We were in a tiny hamlet on Corsica when the result of the referendum was announced. Corsica was an interesting place to be as the people are known for their strong personalities. The guy who drove us from the airport to our hotel, a French mainlander who’d made his home on the island, had told us Corsicans were a friendly bunch… as long as we steered clear of politics.
On the Friday night following the election result we ate in the only bar in the village, run by a ‘hard as nails’ looking Corsican. When he saw us the first words out of an unsmiling mouth were an accusing “Brexit?”
Luckily I had a get out of jail free card to hand. I shrugged and answered “Je suis ecossaise.”
It worked. His face broke into an understanding smile. And it worked every time the question was asked afterwards, keeping political discussion to a minimum.
Returning to Tenerife I saw a Tweet from President Carlos Alonso about the ‘abraza a un británico’ (hug a Brit) campaign, then the press release came through with the details.

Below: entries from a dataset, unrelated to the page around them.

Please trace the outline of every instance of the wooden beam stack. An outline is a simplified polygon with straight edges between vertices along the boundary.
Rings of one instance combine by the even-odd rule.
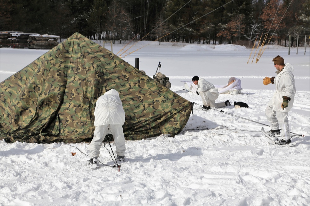
[[[59,36],[48,34],[33,34],[29,36],[28,48],[37,49],[50,49],[58,45]]]

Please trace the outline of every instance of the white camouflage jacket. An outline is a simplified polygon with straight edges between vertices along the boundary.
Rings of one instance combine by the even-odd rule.
[[[118,92],[114,89],[106,92],[96,102],[94,125],[121,124],[125,122],[125,112]]]

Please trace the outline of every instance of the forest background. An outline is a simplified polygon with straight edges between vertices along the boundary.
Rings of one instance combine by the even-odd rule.
[[[66,38],[303,46],[310,0],[0,0],[0,31]],[[297,40],[298,36],[299,41]],[[263,37],[261,39],[261,37]]]

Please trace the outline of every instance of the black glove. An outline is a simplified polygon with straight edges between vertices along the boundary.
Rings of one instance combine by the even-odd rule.
[[[284,110],[284,108],[288,107],[289,101],[290,101],[290,98],[285,96],[282,96],[282,98],[283,98],[283,102],[281,105],[281,107],[282,107],[282,109]]]

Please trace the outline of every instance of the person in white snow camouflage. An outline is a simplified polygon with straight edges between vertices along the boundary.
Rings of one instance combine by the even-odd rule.
[[[285,64],[284,60],[279,55],[272,61],[277,70],[277,76],[266,77],[263,83],[265,85],[275,84],[276,92],[268,103],[265,113],[271,124],[271,129],[268,134],[274,136],[281,134],[281,139],[276,144],[282,145],[291,142],[287,115],[293,107],[296,93],[295,78],[292,73],[294,67],[289,63]]]
[[[122,125],[125,122],[125,112],[118,92],[112,89],[100,96],[96,103],[93,139],[88,146],[90,165],[97,164],[97,158],[102,141],[108,133],[114,137],[117,159],[123,160],[126,149]]]
[[[212,84],[204,79],[199,78],[197,76],[193,77],[192,80],[194,84],[197,86],[196,93],[200,95],[202,99],[203,103],[202,109],[204,110],[210,109],[211,107],[219,108],[230,105],[228,100],[225,102],[215,103],[215,100],[219,97],[219,89],[215,88]]]

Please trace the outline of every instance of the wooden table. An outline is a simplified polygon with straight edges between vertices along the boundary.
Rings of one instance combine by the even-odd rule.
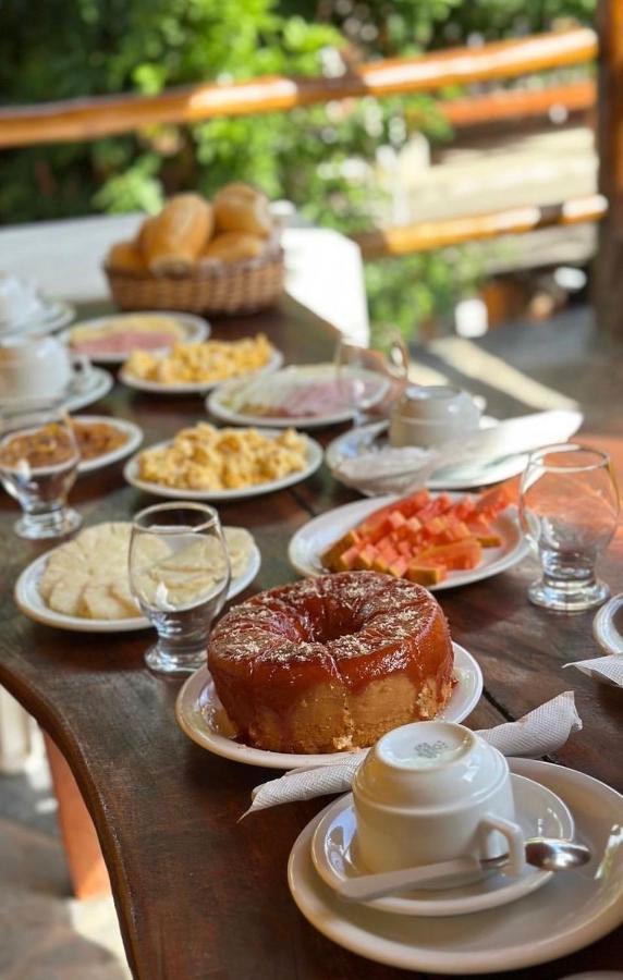
[[[332,329],[285,301],[273,314],[218,326],[216,335],[265,330],[288,360],[327,359]],[[88,412],[88,409],[86,409]],[[136,419],[146,444],[201,414],[198,400],[161,400],[118,385],[93,409]],[[327,439],[334,434],[328,430]],[[596,441],[596,440],[591,440]],[[623,441],[610,438],[623,471]],[[293,577],[286,543],[312,516],[353,499],[322,469],[291,490],[221,507],[262,552],[255,589]],[[125,486],[121,466],[84,477],[74,490],[85,522],[127,518],[149,498]],[[285,882],[290,848],[326,799],[259,813],[242,823],[253,786],[271,773],[217,758],[178,728],[179,684],[143,665],[148,635],[98,636],[35,625],[14,607],[11,589],[38,546],[12,531],[15,506],[3,497],[4,563],[0,683],[35,715],[69,761],[95,822],[110,873],[127,957],[142,980],[389,980],[404,976],[353,956],[323,939],[296,910]],[[621,547],[603,563],[623,588]],[[555,761],[619,791],[623,698],[562,663],[593,656],[591,615],[560,616],[529,605],[529,561],[494,579],[442,596],[452,634],[479,660],[485,695],[476,727],[521,716],[573,688],[584,720]],[[512,909],[511,909],[512,911]],[[521,973],[560,978],[623,963],[620,930],[588,950]]]

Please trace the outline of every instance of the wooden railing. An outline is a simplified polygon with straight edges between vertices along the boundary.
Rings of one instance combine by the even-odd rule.
[[[623,0],[600,0],[621,11]],[[87,140],[134,132],[155,124],[187,124],[218,117],[257,115],[362,96],[430,93],[444,86],[525,76],[591,62],[597,35],[585,27],[521,39],[455,48],[417,58],[377,61],[351,68],[340,77],[270,76],[248,82],[201,84],[158,96],[120,95],[0,109],[0,148]],[[539,89],[499,89],[484,95],[439,100],[439,111],[456,127],[547,114],[563,106],[569,112],[595,105],[590,78]],[[460,219],[372,231],[357,241],[364,256],[405,255],[464,242],[520,234],[554,224],[597,221],[608,203],[601,195],[550,207],[520,207]]]
[[[435,91],[452,84],[512,78],[578,64],[594,60],[596,53],[595,32],[578,27],[480,48],[454,48],[419,58],[371,62],[351,69],[338,78],[270,76],[251,82],[194,85],[158,96],[102,96],[5,108],[0,110],[0,147],[95,139],[157,123],[257,115],[334,99]],[[577,89],[572,97],[577,99]],[[579,97],[589,97],[588,90],[583,89]],[[520,96],[500,96],[500,105],[508,107],[513,98],[517,99],[515,108],[520,109]],[[537,96],[533,93],[523,98],[528,102],[532,100],[534,106]],[[461,124],[456,120],[465,118],[466,112],[465,102],[461,100],[453,110],[450,109],[449,119]]]
[[[489,215],[420,221],[418,224],[401,225],[386,231],[365,232],[355,235],[355,241],[367,259],[410,255],[466,242],[497,238],[500,235],[525,234],[541,228],[600,221],[607,210],[606,197],[601,194],[590,194],[559,205],[522,206]]]

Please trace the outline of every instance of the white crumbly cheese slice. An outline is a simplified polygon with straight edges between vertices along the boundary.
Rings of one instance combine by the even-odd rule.
[[[90,620],[125,620],[141,610],[130,588],[132,525],[107,522],[83,530],[49,558],[39,595],[50,609]],[[246,568],[254,544],[243,528],[224,528],[232,577]],[[224,576],[219,543],[198,538],[174,551],[163,538],[138,542],[138,581],[144,601],[159,609],[193,605],[208,597]]]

British custom is vital to the economy of the island, Brits make up 34% of annual visitors. To immediately reassure British visitors they were as welcome as ever was a smart move, a sensible move. It was also the right thing to do. Tenerife has had a relationship with Britain that stretches back to the early days following the conquest of the island. There are stories which claim the island owes its flag to the influence of a powerful Scottish merchant in Santa Cruz. There are even quite a few Canario words which owe their existence to early British visitors/settlers.
The Tenerife Government wanted to reassure British visitors that Brexit wasn’t going to change that relationship. When I read that first Tweet I immediately thought it was an admirable step to take.
What does ‘abraza a un británico’ actually involve?
The idea is that locals find a willing Brit and take a photo with them, together with a specially designed logo – a Union Jack inside a heart with Tenerife and #bigwarmhug written above and below the heart. The picture is then posted on a social media channel (Twitter, facebook, Instagram, Youtube) in order to send out a strong, clear message of friendship.
The actual campaign started on 8 July and so far there have been images on Instagram (attracting 7000 ‘likes’), videos on Youtube and posts on facebook and Twitter, including plenty from local politicians, hotels and businesses as well as ordinary people, which have reached over 2 million people.
Although it’s a serious campaign, it’s also one which is being conducted in a light-hearted manner.
The funniest Tweets I saw were published on 25 July, the anniversary of the date Nelson was defeated at the Battle of Santa Cruz. One read #Brexit de Nelson #bigwarmhug.
Not everyone has quite understood the rationale for the campaign. One Norwegian fan of the island, clearly feeling a bit unloved and wanting a hug herself, questioned “is it only British visitors who are welcome?”
The answer is clearly a big no. But we’re the country in a confused state of uncertainty at the moment and in dire need of a hug or two. Maybe not all of us deserve that hug though, which is all I’m saying about my personal feelings.
The funny thing is that in the week we were in Corsica following the referendum we were asked about it more times than in the three weeks since we returned to Tenerife. We’ve been to bars, restaurants and local fiestas and only one person has posed the question “Brexit?”
It was my French neighbour. And my reply was a shrugged “Je suis ecossaise.”